Plastics for Big Flathead
  |  First Published: December 2009

The big flathead have moved into the shallower water and for excellent sport or for a feed, soft plastics are the way to go.

The run out tide has been fishing the best, and during this period the flathead will move out of the shallower waters on the sand and mud flats and sit on the edges waiting for prey to swim into the deeper water. I find a 3” plastic in natural colours such as pumpkinseed, bloodworm and olive is extremely successful.

It is trickier fishing a run in tide, as flathead will move onto the shallower flats, meaning there is a lot more water to fish to find the flathead. The flathead usually search through weed grasses looking for small juvenile fish.

On a recent trip, one flathead I kept to eat had a ball of pipe fish inside its stomach as well as some baby flounder and a couple of small fish I couldn’t identify. As these small fish are found in sea grasses, we know that the flathead must search through the weed when there is water of the weed beds, which is at high tide.

Drop the size of the plastic and jig head to imitate one of these tiny juvenile fish. The flathead have been averaging 40-48cm, and there are some real crackers measuring well over 60cm and weighing up to 4kg.


The whiting are starting to turn up in better numbers, with most anglers catching at least half a dozen whiting in a session. These fish have been averaging 40cm. Pipis and Bass yabbies have been the best baits with some anglers even catching them on bluebait. Lately they have also been taken in the middle of the deeper channels with the aid of berley as well as on the weed beds.

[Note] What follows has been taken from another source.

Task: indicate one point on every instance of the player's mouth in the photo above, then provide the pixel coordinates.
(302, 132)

I’ll start with something different. There’s been quite a few kingfish caught recently. Matt Reid hooked what was very likely a kingfish in the McLoughlins Beach entrance about 15 minutes before the full high tide. Brian Walsh saw a kingfish landed outside the entrance measuring around 65cm in length. He said he wasn’t surprised, as the amount of yakkas that were offshore was unlike he has ever seen. So its not surprising that there would be some big pelagic species chasing them.

I’ve also already heard of about half a dozen kingfish caught to 65cm in Welshpool, so if they are in there, they are probably spread out throughout the whole system. This means we could have a kingy season like two years ago when they were everywhere around the jetties of south Gippsland.


The snapper offshore have dropped in size; however they are of far better eating quality. They are ranging from 40-60cm on average. You don’t have to be too far out, they are spread from inside the entrance all they way out to the reefs, so even the smaller boats have a chance of catching a snapper, and they are a real chance on soft plastics and jigs.


There are quite a few mako sharks offshore now. The anglers targeting them with live baits are doing well and there seems to be plenty around 4-5ft. Also surface berley and dead baits has been successful as well. Most of the makos have been down towards the east of McLoughlins.